“I’m afraid that then dialectics in its total abstrusity is only good for totally sick, ill, and mad people.”
— Goethe to Hegel, 1827
“It was unusable. However, what mattered was my passion and commitment”
— Vigdis Hjorth, Long Live the Post Horn! (translated by Charlotte Barslund)
[All unindented text below is taken directly from Vigdis Hjorth’s Long Live the Post Horn!, as translated by Charlotte Barslund. All indented objects are yours, truly.]
1
HE: Why are you pouting?
ME: "Because she does not express herself in theoretical language, no one expects too much from her and she is used to tripping out on layers of complexity in total silence." I’m quoting Chris Kraus in I Love Dick.
HE: Do you, though?
ME: She did.
I didn’t believe in ghosts so who was in the corner whispering? Dag, I said out loud. Then it grew deathly quiet. I looked across the fjord where the fog was descending and spreading out, hiding the tops of tall buildings and the masts of the biggest boats, then the smaller ones until finally everything was covered in grey. It wasn't nature screaming, nature was cool and numb, remote and inaccessible, it was me screaming a non-scream, me who was in the process of evaporating from lack of sustenance, I was completely beside myself, yet I'd never been inside myself. How to make the leap from screaming to writing, I wrote. To achieve in my language something I couldn't achieve in my life, I wrote, then I got up, went to the toilet and looked in the mirror, I was ill, I had been out too late that night in Paris, if I had really been there, what did the homeless do when they fell ill? I've nudged you, someone whispered, now you'll have to fall and hurt yourself. Despair, the voice said.

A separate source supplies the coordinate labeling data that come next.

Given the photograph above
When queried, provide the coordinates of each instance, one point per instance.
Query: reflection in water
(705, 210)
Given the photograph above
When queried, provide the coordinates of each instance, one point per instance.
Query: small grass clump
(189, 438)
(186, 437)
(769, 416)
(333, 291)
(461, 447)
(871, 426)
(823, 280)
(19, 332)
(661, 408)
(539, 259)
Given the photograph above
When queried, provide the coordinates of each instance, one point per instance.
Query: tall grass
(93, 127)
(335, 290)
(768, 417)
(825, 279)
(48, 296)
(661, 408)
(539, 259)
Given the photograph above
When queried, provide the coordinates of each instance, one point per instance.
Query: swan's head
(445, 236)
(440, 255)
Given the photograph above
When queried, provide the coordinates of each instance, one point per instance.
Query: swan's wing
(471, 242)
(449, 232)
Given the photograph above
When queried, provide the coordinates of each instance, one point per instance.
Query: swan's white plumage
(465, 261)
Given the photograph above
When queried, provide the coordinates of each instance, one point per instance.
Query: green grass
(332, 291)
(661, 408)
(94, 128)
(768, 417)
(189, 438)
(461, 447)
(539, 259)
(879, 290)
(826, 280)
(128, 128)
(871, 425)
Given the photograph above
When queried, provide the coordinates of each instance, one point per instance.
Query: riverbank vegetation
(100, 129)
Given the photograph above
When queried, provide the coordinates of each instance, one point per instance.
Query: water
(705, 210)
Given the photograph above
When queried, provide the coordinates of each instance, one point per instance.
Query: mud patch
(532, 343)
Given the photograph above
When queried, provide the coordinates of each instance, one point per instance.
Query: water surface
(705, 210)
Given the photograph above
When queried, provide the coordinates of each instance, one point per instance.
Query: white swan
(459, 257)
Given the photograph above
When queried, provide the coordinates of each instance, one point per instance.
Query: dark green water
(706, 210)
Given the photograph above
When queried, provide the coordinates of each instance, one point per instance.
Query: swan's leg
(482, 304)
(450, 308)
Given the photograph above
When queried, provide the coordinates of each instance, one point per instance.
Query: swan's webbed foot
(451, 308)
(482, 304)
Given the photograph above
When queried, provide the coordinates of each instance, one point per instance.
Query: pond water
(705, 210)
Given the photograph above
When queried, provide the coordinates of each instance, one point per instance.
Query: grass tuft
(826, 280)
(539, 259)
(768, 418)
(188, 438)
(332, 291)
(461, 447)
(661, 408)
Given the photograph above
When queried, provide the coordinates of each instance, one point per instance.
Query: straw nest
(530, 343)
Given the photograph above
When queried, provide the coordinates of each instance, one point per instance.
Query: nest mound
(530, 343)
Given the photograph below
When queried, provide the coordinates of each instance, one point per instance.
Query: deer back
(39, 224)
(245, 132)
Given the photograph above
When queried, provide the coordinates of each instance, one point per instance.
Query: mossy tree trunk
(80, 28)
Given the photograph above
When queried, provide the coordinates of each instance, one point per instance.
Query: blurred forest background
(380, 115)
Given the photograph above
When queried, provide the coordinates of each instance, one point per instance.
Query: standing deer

HE: You have your bed back. You escaped COVID contamination. You are now free from the no-place of the sofa.
SHE: I’m not so sure.
HE: What’s on your mind?
SHE: I’m thinking about Smithson’s use of mirrors in his “non-sites.” The making of spaces that reflect the viewer while throwing into shadow the factual world behind them. Wherever you look, the unflinching landscape looks back.
HE: What does the landscape have that you lack?
SHE: It has all the time in the world. All the time as we know it to show how Nothing reflects Nothing back.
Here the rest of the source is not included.